Metamorphosa Kehidupan

Pantai Batu Karas, 18 Juli 2015

Apa kabar hari ini..? mudah-mudahan baik-baik saja, ia.. pernahkah terlintas dalam benak jika beberapa tahun yang lalu, nanti kalau sudah besar akan jadi apa? Ada yang ingin jadi pilot, masinis, arsitek, polisi, guru. Namun apa yang terjadi hari ini? Hal yang saya alami adalah cita-cita itu berubah seiring berjalannya waktu. Saat SMA, cita-cita yang dulunya jadi pilot berubah jadi engineer contohnya. Lalu kenapa cita-cita itu berubah? Proseslah yang merubahnya, tantangan yang dihadapi. Boleh jadi keadaan itulah yang merubahnya. Selanjutnya adalah saat keluar dari SMA mau melanjutkan studi ke mana? Tentu itulah yang menentukan cita-cita tercapai atau tidak.

Pernah kita sadari bahwa masa lalu itu selalu mencerminkan apa yang akan dipetik selanjutnya? Saya sendiri pernah menilik seseorang, memiliki kemampuan yang luar bisa, dan pada akhirnya sukses saat dewasa, ada yang tadinya badung alias bandel seiring berjalannya waktu dia juga punya kemampuan yang lumayan. Hingga ada akhirnya nyatanya adalah apa yang kamu sukai itulah yang menjadikan kamu bisa mengapa cita-citamu. Punya kemampuan alias skill pun harus belajar dengan sungguh-sungguh, tanpanya Kamu hanya akan meratapi kegagalan.

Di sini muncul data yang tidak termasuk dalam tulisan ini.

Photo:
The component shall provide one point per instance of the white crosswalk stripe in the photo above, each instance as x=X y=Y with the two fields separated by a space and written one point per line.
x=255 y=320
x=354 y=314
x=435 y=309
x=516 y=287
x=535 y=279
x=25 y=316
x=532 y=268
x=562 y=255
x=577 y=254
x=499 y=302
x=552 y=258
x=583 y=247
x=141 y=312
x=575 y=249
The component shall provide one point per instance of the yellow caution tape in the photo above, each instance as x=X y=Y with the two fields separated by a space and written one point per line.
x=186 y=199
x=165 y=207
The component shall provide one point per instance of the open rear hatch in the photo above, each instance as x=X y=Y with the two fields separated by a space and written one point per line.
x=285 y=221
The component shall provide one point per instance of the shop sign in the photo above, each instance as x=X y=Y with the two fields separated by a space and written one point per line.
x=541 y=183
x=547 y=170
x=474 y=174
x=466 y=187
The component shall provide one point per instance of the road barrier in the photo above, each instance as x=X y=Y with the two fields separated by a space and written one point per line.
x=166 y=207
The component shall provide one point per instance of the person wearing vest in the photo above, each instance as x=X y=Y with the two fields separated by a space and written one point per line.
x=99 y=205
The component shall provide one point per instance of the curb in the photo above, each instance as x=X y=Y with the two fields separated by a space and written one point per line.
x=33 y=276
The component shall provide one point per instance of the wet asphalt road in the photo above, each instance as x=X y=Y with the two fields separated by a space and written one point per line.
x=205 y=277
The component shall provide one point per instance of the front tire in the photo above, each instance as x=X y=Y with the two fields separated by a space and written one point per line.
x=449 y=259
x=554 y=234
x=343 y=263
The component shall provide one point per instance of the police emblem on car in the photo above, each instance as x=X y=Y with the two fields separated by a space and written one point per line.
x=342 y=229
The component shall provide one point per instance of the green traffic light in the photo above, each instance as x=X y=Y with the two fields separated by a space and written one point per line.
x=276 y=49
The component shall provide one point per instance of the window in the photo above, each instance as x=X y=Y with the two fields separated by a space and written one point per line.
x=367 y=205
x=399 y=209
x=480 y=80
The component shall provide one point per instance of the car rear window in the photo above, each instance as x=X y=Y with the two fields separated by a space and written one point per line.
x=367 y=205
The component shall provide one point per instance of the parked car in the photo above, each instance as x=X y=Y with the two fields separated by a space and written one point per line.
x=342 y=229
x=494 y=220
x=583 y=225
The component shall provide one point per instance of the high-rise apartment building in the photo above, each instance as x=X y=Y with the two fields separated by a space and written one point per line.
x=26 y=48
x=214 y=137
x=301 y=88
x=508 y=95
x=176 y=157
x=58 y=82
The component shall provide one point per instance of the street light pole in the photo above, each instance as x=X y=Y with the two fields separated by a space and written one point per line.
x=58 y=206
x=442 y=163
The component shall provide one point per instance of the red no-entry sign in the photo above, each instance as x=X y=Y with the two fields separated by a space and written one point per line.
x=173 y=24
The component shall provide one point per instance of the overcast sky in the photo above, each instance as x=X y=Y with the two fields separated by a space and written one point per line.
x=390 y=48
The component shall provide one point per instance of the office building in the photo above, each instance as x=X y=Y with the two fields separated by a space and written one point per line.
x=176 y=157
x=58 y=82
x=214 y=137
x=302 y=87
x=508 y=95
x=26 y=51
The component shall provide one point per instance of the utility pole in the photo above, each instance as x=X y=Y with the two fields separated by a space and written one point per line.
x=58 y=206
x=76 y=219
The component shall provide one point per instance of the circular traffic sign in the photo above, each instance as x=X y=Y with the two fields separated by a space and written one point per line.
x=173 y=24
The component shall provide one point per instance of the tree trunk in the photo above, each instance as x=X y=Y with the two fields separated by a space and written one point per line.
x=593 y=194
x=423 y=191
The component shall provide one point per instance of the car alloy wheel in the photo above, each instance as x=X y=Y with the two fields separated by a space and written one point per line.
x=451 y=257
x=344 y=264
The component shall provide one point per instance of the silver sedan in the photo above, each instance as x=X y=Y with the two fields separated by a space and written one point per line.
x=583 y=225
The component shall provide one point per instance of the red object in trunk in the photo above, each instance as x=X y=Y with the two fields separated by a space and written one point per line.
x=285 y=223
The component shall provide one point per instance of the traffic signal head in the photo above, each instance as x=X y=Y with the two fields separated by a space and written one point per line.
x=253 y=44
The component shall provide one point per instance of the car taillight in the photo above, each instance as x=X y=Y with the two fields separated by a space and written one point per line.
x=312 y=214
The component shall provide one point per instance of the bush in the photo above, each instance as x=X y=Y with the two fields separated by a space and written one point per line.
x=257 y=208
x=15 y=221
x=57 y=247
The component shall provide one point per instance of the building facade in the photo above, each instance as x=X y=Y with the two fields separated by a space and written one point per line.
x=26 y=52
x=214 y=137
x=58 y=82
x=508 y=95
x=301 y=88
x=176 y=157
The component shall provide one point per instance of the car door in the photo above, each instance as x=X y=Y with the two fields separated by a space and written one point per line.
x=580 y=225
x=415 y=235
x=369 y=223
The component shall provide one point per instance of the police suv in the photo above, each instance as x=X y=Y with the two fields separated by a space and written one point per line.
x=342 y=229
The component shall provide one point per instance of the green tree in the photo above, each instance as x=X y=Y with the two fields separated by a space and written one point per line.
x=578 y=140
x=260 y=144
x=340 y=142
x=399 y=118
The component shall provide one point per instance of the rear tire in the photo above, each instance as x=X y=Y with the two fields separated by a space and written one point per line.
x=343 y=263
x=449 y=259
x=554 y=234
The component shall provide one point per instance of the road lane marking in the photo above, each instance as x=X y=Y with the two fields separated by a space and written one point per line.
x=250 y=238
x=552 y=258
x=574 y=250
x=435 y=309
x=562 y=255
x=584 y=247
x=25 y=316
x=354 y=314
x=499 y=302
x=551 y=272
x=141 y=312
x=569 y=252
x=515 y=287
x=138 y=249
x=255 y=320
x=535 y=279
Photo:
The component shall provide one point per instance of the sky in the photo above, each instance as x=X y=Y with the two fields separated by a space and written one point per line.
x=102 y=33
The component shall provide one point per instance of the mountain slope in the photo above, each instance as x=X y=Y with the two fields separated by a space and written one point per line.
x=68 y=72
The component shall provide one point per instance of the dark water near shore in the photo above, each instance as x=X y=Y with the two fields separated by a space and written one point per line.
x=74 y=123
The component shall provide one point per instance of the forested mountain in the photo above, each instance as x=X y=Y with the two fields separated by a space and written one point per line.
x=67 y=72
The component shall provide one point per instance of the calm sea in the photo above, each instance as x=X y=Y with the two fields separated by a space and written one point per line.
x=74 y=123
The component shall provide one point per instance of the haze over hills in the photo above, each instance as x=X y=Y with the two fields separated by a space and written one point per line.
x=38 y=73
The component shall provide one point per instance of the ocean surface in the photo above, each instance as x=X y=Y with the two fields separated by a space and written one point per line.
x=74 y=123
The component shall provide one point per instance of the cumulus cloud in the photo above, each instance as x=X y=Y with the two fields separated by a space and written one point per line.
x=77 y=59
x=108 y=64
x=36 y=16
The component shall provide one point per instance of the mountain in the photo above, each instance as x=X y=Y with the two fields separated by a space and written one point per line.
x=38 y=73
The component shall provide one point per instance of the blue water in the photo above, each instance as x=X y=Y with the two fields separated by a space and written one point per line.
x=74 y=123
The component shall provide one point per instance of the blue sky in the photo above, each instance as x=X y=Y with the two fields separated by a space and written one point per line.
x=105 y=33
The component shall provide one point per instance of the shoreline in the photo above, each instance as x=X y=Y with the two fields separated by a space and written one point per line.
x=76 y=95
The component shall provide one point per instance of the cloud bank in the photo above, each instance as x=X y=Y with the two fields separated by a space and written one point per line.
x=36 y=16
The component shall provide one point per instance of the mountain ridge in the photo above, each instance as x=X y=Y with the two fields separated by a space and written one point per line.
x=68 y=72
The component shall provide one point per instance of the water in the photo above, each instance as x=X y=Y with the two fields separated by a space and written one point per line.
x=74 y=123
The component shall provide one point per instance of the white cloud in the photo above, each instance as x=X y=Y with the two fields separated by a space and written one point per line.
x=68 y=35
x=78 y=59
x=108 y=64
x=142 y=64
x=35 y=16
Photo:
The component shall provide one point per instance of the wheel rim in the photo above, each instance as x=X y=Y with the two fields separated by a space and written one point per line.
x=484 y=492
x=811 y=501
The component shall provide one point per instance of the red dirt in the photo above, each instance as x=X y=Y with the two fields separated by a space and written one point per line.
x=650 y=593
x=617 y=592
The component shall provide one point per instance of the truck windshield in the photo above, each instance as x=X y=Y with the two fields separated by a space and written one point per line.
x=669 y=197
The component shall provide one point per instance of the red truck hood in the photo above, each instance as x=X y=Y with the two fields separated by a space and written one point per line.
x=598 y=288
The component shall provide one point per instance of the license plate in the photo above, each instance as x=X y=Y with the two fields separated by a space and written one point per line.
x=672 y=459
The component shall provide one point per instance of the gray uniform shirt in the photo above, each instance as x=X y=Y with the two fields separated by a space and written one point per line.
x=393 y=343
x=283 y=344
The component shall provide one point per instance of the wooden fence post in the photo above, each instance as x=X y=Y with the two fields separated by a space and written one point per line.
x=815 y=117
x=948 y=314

Perjuangan itu perih, saya terutama akan selalu mengingat apa yang dilakukan kedua orang tua, sampai akhirnya saya bisa seperti sekarang, lulus S1..  selama 23 tahun membiayai saya, takkan pernah terbayar dan betapa luar biasa perjuangannya. Ada salah satu pelajaran yang saya ambil dari orang tua saya, “kerjakanlah sebisa mungkin dan terbaik”, memperjuangkan anak hingga kuliah dengan keringat dan air mata itu hal yang tidak akan pernah saya lupakan. Bagaimana tidak, saya selalu menangis ketika menceritakan perjuangan orang tua, pernah suatu ketika di kelas saat SMA, menceritakan bagaimana kerasnya hidup untuk menghidupi dan menyekolahkan anaknya.
Untuk berbakti kepada orang tua tentunya, hanya bisa dilakukan dengan menuruti apa permintaannya. Sewaktu masih bersekolah, sewaktu masih hidup bersama orang tua. Bahkan di perantauan pun saya sudah menjadwalkan untuk pulang ke kampung halaman.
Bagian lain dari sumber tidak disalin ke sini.